This is part two of a two-part series. Find part one, here.
The Neurology of the Aggregates
Introduction
What follows is a summary of the neurology that is associated with the psychology of the Aggregates. In other words, these are the structures and functions of your brain that enable, underlie, and are in a sense, one with the movements of your mind.
You don’t really need to learn or remember any of the details that follow (unless you want to). The point is to get a feeling for the incredible compounded complexity that produces the moment to moment unfolding of lived experience. A great way to do this is to pause periodically as you read and imagine the physical processes that are producing your sensing, feeling, perceiving, thinking, and awareness.
Neuroanatomy of Form and Sensation (The First Aggregate)
The term, “sensation,” can refer both to the most elemental experience of the physical world (that’s its meaning in the Buddha’s system of the Five Aggregates), and to one of the five basic senses, the tactile one. Just keep this in mind when we get tactile sensing below.
Vision
- Basic anatomy – Rods and cones to ganglion cells in retina, then optic nerves to lateral geniculate in brainstem, then optic radiations to occipital cortex in back of head. The left visual field goes to the right occipital region, and vice versa; events below the horizon go to the upper occipital areas; in other words, your brain receives a doubly mirrored set of inputs which it unscrambles to let you hit a baseball or drive a car.

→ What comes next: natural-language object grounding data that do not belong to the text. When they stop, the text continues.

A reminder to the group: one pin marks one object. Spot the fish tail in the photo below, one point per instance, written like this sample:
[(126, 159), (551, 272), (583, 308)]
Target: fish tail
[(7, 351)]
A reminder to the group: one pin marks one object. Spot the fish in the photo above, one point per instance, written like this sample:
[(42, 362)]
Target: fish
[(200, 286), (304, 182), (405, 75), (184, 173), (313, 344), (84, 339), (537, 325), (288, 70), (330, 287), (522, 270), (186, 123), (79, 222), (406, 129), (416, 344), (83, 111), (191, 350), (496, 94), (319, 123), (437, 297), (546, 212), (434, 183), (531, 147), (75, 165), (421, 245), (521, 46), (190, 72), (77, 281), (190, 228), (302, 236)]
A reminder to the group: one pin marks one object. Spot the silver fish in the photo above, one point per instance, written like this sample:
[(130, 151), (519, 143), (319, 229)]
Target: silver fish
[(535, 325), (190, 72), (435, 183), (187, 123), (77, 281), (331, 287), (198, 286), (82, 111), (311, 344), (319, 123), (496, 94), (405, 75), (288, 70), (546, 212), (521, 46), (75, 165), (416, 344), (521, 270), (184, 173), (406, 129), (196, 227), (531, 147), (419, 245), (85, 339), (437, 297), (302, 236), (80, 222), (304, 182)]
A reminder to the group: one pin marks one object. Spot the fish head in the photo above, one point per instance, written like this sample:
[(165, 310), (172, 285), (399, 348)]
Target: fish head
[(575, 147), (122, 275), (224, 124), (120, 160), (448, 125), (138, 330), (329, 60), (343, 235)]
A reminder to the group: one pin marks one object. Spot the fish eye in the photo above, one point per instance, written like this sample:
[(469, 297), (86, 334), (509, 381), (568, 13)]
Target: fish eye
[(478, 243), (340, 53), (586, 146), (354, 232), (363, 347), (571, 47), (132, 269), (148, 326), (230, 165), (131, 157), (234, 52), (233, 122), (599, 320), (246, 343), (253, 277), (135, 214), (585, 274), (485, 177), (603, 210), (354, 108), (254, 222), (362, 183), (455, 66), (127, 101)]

- Basic physiology – One-hundred million rods detect dim light, five million cones detect daylight vision and color (three types of cones, for short, middle, and long wavelengths of light). Ganglion cells organize the output into receptive fields. The lateral geniculate organizes the visual data into fine grain color vision (red-green, blue-yellow) and a sense of luminosity.
The data input stream consists of about 10 million bits-per-second of visual information; the cortex processes this data and filters out a lot of it. Even with all that filtering, your brain receives around 5 to 50 “pictures,” each second.
From the primary visual cortex, two pathways emerge—a vision-for-action path to parietal and then to frontal lobes, and a vision-for-perception path to temporal and then to frontal lobes. Visual consciousness occurs in the path through the temporal lobes, where memory and identification happen.
- Fun facts – The central one degree of vision is heavily overrepresented with processing power in the brain – kind of like the zoom center of a movie camera – so we move our eyes around a lot to take advantage of this high-power center of the visual field.